Ousbey suggests the higher search ranking for the party’s page is a result of the structure of the page itself, rather than the number of people who are linking to it.
“The page is probably a stronger page,” he says, meaning that even if Cravaack’s congressional site is well-linked, “it could be less optimized. It wouldn’t be the first time that a page built in bulk by the government wasn’t well optimized.”
Explaining how the party’s page is better optimized for terms like “Minnesota’s 8th Congressional District,” Ousbey noted that the URL contains the state and district abbreviation, “mn8.” The party also uses the phrase “Minnesota’s 8th Congressional District” throughout the site’s pages.
With some incumbents choosing not to take advantage of the SEO opportunities they have, the online field is wide open for challengers to improve their web presence through SEO. Mia Love, the Republican running for the newly formed 4th District in Utah against Rep. Jim Matheson, is one challenger on top of her SEO game.
When you search “Utah 4th Congressional District,” about half of the results on the first page are about Love, and none of the results are driven by Matheson. Part of the equation is that the 4th District is newly-created, so it has no true incumbent. Google “Jim Matheson” and a news article about
Love will likely appear towards the bottom of the page. In it, she expresses her optimism about taking on Matheson in November. In addition to the search rankings, Love has a fleshed out Wikipedia page, complete with biographical information and picture. When you search for her name in Google, you’ll see a brief bio and picture—borrowed from Wikipedia—alongside the results, thanks to a new Google feature. Additionally, Google lets you know that people who are searching for “Mia Love” are also searching for “Jim Matheson,” and vice versa. If she were without a Wikipedia page, the brief bio, picture, and the search suggestion could be missing.
Forming the Strategy
There is hope for those who haven’t developed an SEO strategy just yet. On the technical side, Ousbey suggests some basic SEO best practices for challengers.

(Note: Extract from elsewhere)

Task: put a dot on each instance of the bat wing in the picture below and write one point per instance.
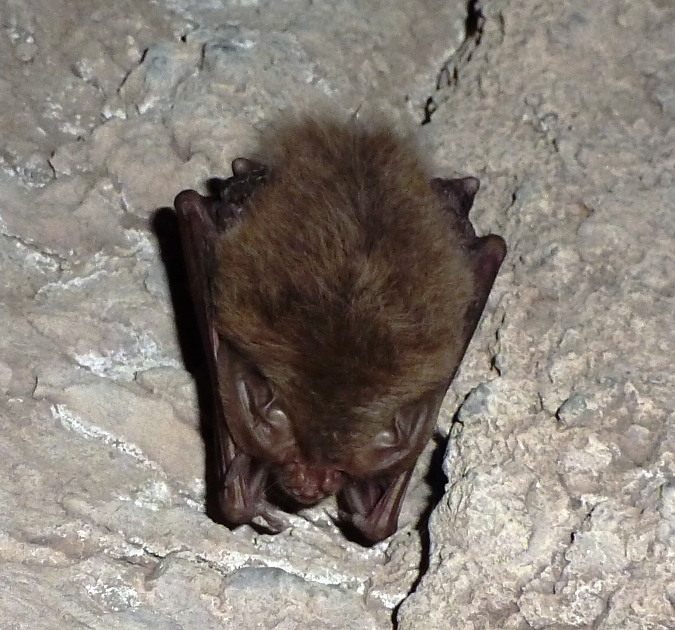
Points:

“If you were a challenger and wanted to optimize a campaign page, it would be pretty straightforward SEO,” he says, suggesting candidates use popular and relevant search terms in the content of the website, encouraging others to link and to promote it across social media channels.
Another avenue worth exploring is Paid Search, says Dybwad, which is Google’s ad platform that lets users pay to place text-based advertisements on specific search result pages. Let’s say a candidate wanted to run on a platform of creating jobs for his district. Whenever a Google user located in that district’s ZIP codes searched for phrases related to jobs in the area, the candidate could pay to have an ad appear next to the search results.
“It’s a great way to get your name out there for terms that you don’t really have a shot with,” Dybwad says. “In most cases it’s still dirt cheap.”
Ultimately, there are no shortcuts or quick fixes when it comes to the time a campaign should spend on SEO.
“It’s not the kind of thing where the campaign can just buy something. It really has to be attended to every week,” says Dybwad. “The results of it, other than your page ranking in Google, are not immediately evident.” But when done well, learning to optimize the message for Google can pay off. “It is a long term labor,” he says, “and it’s really where the art meets the science.”